Vragen en antwoorden Wet normering topinkomens (WNT)
De toepasselijkheid van de WNT is direct gekoppeld aan het instellingsbegrip uit de WTZi. Er is sprake van een (WTZi-)instelling als tenminste twee personen (een organisatorisch verband) namens de zorgaanbieder zorg leveren. Daarbij gaat het om geleverde zorg op grond van de Zorgverzekeringswet (Zvw) of de Wet langdurige zorg (Wlz). Tevens is de WNT van toepassing op alle jeugdhulpaanbieders (die niet als solist werken) en gecertificeerde instellingen.
Als een instelling op enig moment in het jaar stopt met het verlenen van zorg, is de WNT van toepassing tot op het moment dat de zorginstelling zorg verleent of doet laten verlenen.
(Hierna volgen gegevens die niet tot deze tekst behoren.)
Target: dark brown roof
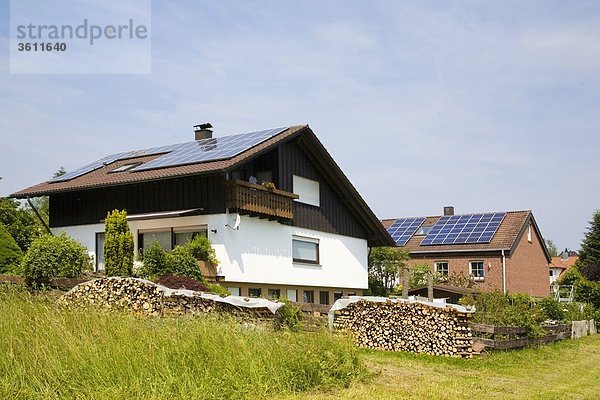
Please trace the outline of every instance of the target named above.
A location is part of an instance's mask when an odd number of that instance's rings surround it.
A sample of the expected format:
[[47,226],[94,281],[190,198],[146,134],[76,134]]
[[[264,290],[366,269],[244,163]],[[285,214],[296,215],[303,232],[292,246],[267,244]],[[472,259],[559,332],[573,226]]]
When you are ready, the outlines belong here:
[[167,167],[145,171],[125,171],[114,174],[109,173],[115,168],[122,165],[131,164],[136,161],[147,162],[160,157],[162,154],[154,154],[150,156],[129,158],[111,163],[107,167],[100,168],[87,174],[78,176],[68,181],[63,182],[42,182],[31,186],[27,189],[20,190],[11,194],[11,197],[25,198],[46,196],[52,193],[67,192],[79,189],[91,189],[102,186],[114,186],[126,183],[153,181],[158,179],[173,178],[176,176],[196,175],[209,172],[218,172],[228,170],[237,164],[240,164],[250,157],[266,151],[277,143],[280,143],[287,138],[294,136],[302,129],[308,128],[308,125],[291,126],[283,132],[273,136],[270,139],[238,154],[230,159],[209,161],[198,164],[180,165],[176,167]]
[[[427,217],[423,225],[435,224],[441,216]],[[529,210],[525,211],[508,211],[498,227],[498,230],[492,237],[489,243],[468,243],[468,244],[444,244],[444,245],[427,245],[422,246],[421,242],[425,238],[424,235],[413,235],[404,246],[411,254],[417,253],[454,253],[465,251],[489,251],[489,250],[511,250],[516,244],[517,239],[526,227],[526,222],[531,219],[532,225],[538,230],[538,236],[541,234],[533,214]],[[387,229],[396,219],[384,219],[383,226]],[[543,239],[542,239],[543,240]],[[548,258],[549,259],[549,258]]]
Het is aan de instelling om aan te tonen per welke datum zij is gestopt met zorgverlening.
De WNT is niet van toepassing op eenmanszaken, maatschappen, vennootschappen onder firma en commanditaire vennootschappen.
Kijk voor meer informatie over de toepasselijkheid van de WNT op de pagina 'Welke zorgorganisaties' en bijlage 1 bij artikel 1.3, eerste lid, onderdeel d, van de Wet normering topinkomens, onder het opschrift Ministerie van Volksgezondheid, Welzijn en Sport.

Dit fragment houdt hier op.